Продолжение после рекламы:
В школу я не ходил больше недели. Через несколько дней к нам зашёл учитель и принёс готовую фотографию. Бабушка, как и остальные жители нашего села, относилась к учителям очень уважительно. Они ко всем были одинаково вежливы, даже к ссыльным, и всегда готовы были помочь. Даже Левонтия, «лиходея из лиходеев», наш учитель смог утихомирить. Помогали им деревенские, как могли: кто за дитём посмотрит, кто горшок молока в избе оставит, кто воз дров привезёт. На деревенских свадьбах учителя были самыми почётными гостями.
Работать они начинали в «доме с угарными печами». В школе не было даже парт, не говоря уже о книжках с тетрадками. Дом, в котором разместилась школа, срубил ещё мой прадед. Я там родился и смутно помню и прадеда, и домашнюю обстановку. Вскоре после моего рождения родители отселились в зимовье с протекающей крышей, а ещё через некоторое время прадеда раскулачили.
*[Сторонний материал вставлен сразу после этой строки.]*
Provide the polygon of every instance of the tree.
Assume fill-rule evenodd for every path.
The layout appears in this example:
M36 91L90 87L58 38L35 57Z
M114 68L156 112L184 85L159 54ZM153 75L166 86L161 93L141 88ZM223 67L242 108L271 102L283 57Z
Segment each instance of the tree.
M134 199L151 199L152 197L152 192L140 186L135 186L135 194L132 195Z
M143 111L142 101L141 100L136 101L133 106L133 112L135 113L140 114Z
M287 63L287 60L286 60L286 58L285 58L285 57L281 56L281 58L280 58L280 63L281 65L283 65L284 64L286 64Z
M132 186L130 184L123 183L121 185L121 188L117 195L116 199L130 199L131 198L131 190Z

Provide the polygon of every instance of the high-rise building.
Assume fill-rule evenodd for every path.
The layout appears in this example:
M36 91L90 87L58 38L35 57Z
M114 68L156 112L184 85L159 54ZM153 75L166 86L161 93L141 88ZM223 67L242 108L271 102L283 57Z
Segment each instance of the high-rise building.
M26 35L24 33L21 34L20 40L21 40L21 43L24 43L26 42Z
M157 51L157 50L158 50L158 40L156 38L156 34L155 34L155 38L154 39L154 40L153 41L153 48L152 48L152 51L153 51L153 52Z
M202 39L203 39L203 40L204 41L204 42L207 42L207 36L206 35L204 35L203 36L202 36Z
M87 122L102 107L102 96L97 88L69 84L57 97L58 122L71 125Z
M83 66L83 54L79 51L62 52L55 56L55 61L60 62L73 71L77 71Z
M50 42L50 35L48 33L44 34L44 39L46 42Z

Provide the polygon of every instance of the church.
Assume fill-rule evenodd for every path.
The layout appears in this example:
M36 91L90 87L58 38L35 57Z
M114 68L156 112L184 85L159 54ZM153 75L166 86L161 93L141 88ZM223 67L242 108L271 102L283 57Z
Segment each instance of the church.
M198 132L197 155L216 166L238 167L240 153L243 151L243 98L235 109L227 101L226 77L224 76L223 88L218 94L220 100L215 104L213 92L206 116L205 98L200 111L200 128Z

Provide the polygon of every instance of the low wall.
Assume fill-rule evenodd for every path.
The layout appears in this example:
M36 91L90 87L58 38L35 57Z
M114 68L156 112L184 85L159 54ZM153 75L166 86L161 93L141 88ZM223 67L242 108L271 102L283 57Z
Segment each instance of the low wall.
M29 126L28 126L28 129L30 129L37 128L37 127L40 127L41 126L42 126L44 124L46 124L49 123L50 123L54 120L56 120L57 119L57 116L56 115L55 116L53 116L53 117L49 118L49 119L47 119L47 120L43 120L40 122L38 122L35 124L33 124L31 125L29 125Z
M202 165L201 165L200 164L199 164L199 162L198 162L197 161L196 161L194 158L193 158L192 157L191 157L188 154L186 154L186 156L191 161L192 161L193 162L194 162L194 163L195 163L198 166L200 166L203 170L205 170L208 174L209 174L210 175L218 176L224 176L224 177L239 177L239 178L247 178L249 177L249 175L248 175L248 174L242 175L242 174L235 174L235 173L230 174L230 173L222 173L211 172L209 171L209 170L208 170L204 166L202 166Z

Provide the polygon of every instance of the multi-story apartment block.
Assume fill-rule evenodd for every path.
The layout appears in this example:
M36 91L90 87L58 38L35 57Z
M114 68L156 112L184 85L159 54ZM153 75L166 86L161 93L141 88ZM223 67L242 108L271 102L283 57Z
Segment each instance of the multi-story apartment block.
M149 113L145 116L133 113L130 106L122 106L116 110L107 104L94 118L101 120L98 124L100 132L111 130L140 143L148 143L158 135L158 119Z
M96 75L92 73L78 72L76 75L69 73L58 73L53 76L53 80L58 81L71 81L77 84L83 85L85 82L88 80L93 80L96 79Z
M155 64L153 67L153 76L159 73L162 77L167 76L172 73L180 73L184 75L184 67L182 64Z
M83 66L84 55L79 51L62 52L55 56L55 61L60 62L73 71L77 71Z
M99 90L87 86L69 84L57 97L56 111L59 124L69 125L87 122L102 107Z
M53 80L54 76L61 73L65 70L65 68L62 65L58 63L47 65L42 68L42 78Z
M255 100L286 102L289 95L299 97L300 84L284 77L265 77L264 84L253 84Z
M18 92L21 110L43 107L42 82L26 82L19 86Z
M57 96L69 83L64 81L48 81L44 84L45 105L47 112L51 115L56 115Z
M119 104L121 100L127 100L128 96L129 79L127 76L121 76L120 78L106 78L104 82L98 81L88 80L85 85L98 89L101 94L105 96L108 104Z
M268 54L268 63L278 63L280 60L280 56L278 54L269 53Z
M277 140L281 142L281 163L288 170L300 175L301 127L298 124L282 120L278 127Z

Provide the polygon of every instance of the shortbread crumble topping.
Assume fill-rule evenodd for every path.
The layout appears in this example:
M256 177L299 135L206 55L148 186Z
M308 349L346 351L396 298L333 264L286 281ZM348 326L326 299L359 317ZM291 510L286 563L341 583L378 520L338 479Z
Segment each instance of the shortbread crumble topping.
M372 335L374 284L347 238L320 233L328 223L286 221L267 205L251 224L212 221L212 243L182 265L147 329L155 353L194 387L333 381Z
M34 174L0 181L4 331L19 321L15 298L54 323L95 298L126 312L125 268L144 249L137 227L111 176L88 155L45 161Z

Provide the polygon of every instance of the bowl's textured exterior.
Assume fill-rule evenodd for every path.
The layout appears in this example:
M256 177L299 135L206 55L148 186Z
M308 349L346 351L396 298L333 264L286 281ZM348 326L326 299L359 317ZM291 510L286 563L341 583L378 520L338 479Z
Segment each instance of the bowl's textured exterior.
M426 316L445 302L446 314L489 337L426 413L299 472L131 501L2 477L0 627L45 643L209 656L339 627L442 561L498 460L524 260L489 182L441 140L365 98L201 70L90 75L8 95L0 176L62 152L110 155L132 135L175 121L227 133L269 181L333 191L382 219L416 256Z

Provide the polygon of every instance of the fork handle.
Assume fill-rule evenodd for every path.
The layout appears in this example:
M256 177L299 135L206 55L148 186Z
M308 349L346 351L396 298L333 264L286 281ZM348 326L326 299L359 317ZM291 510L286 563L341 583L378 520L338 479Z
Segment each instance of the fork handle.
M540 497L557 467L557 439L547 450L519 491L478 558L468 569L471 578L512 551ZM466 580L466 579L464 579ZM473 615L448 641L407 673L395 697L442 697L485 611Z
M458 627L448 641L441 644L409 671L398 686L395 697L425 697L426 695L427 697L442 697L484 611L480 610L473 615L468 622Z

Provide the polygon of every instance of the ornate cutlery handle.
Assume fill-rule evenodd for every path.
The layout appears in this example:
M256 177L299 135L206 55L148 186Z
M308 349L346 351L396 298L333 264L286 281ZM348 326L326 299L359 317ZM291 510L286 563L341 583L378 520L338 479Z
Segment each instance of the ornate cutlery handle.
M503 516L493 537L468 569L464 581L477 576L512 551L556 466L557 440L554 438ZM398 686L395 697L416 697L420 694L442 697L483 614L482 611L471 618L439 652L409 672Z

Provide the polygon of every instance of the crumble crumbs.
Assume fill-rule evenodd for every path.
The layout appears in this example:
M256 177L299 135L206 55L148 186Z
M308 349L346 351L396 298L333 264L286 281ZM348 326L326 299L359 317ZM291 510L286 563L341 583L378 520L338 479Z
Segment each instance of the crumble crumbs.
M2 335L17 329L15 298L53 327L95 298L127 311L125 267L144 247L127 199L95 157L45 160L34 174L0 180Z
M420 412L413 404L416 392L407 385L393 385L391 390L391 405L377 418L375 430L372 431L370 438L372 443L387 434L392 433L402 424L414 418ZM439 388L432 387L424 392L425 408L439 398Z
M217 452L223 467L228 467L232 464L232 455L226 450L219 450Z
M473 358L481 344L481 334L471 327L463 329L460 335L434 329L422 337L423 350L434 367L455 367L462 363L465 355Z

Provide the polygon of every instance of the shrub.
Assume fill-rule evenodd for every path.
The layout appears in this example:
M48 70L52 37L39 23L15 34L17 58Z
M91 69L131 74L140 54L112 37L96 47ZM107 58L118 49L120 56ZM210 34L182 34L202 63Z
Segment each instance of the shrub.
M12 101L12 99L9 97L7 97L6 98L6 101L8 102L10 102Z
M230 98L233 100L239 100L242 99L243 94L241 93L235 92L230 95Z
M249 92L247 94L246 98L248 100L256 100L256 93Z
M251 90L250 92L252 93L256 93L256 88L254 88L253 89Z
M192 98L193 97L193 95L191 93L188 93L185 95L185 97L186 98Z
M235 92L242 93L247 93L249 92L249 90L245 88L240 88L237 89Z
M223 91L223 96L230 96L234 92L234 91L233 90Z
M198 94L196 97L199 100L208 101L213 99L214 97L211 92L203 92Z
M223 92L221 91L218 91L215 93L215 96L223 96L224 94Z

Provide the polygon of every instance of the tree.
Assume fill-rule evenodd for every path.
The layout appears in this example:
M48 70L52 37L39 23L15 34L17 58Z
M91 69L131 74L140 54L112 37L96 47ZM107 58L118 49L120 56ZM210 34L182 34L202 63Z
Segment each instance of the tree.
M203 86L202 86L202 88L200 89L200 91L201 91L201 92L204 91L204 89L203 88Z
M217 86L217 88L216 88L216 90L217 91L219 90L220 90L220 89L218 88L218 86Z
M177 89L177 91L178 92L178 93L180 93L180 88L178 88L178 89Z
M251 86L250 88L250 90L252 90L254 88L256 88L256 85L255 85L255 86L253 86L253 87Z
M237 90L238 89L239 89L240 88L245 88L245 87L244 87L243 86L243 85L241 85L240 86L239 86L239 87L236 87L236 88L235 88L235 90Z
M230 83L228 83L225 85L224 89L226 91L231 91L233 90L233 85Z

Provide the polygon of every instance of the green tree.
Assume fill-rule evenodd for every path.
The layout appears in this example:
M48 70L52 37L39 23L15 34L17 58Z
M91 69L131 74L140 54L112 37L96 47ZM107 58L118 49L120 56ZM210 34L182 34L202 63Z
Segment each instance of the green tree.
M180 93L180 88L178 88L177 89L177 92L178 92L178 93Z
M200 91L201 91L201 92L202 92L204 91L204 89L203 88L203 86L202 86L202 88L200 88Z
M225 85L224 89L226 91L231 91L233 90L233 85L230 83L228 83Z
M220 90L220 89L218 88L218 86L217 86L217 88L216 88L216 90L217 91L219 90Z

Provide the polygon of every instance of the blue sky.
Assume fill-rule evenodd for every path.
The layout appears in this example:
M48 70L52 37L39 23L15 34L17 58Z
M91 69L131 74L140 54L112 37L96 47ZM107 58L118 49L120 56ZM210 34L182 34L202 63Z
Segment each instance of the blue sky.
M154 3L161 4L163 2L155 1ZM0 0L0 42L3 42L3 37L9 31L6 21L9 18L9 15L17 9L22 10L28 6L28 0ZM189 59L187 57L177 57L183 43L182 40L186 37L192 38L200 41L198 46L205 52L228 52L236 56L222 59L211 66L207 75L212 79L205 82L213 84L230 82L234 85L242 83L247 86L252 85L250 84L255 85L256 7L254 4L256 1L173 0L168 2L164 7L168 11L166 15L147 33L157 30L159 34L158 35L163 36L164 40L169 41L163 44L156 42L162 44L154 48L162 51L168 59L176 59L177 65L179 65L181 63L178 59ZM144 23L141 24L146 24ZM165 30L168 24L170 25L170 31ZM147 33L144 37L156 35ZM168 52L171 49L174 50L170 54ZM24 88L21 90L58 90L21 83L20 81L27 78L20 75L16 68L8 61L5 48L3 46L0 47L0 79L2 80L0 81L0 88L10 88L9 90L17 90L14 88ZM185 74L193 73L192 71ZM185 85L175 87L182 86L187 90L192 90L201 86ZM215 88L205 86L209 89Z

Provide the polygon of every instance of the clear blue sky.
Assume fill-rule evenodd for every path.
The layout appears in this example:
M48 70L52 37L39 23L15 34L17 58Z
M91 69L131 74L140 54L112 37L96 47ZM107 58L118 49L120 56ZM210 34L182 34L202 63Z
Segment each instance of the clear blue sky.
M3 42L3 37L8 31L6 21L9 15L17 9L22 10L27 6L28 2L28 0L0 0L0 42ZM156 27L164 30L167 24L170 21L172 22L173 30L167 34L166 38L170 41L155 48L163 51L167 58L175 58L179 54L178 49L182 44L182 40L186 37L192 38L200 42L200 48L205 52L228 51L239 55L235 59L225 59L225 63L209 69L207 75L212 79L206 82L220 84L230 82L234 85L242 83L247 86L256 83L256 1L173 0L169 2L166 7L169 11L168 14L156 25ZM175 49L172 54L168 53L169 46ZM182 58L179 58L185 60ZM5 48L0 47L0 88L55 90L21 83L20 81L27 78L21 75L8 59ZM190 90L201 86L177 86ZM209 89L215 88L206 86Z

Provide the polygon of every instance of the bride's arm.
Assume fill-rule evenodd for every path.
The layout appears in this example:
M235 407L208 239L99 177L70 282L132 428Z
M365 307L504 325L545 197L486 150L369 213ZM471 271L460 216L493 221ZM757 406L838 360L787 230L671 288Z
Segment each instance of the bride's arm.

Раскулаченных тогда выгоняли прямо на улицу, но родня не давала им погибнуть. «Незаметно» бездомные семьи распределялись по чужим домам. Нижний конец нашего села был полон пустых домов, оставшихся от раскулаченных и высланных семей. Их-то и занимали люди, выброшенные из родных жилищ накануне зимы. В этих временных пристанищах семьи не обживались — сидели на узлах и ждали повторного выселения. Остальные кулацкие дома занимали «новожители» — сельские тунеядцы. За какой-нибудь год они доводили справный дом до состояния хибары и переселялись в новый.
Из своих домов люди выселялись безропотно. Только один раз за моего прадеда заступился глухонемой Кирила. «Знавший только угрюмую рабскую покорность, к сопротивлению не готовый, уполномоченный не успел даже и о кобуре вспомнить. Кирила всмятку разнёс его голову» ржавым колуном. Кирилу выдали властям, а прадеда с семьёй выслали в Игарку, где он и умер в первую же зиму.
В моей родной избе сперва было правление колхоза, потом жили «новожители». То, что от них осталось, отдали под школу. Учителя организовали сбор вторсырья, и на вырученные деньги купили учебники, тетради, краски и карандаши, а сельские мужики бесплатно смастерили нам парты и лавки. Весной, когда тетради кончались, учителя вели нас в лес и рассказывали «про деревья, про цветки, про травы, про речки и про небо».
Уже много лет прошло, а я всё ещё помню лица моих учителей. Фамилию их я забыл, но осталось главное — слово «учитель». Фотография та тоже сохранилась. Я смотрю на неё с улыбкой, но никогда не насмехаюсь. «Деревенская фотография — своеобычная летопись нашего народа, настенная его история, а ещё не смешно и оттого, что фото сделано на фоне родового, разорённого гнезда».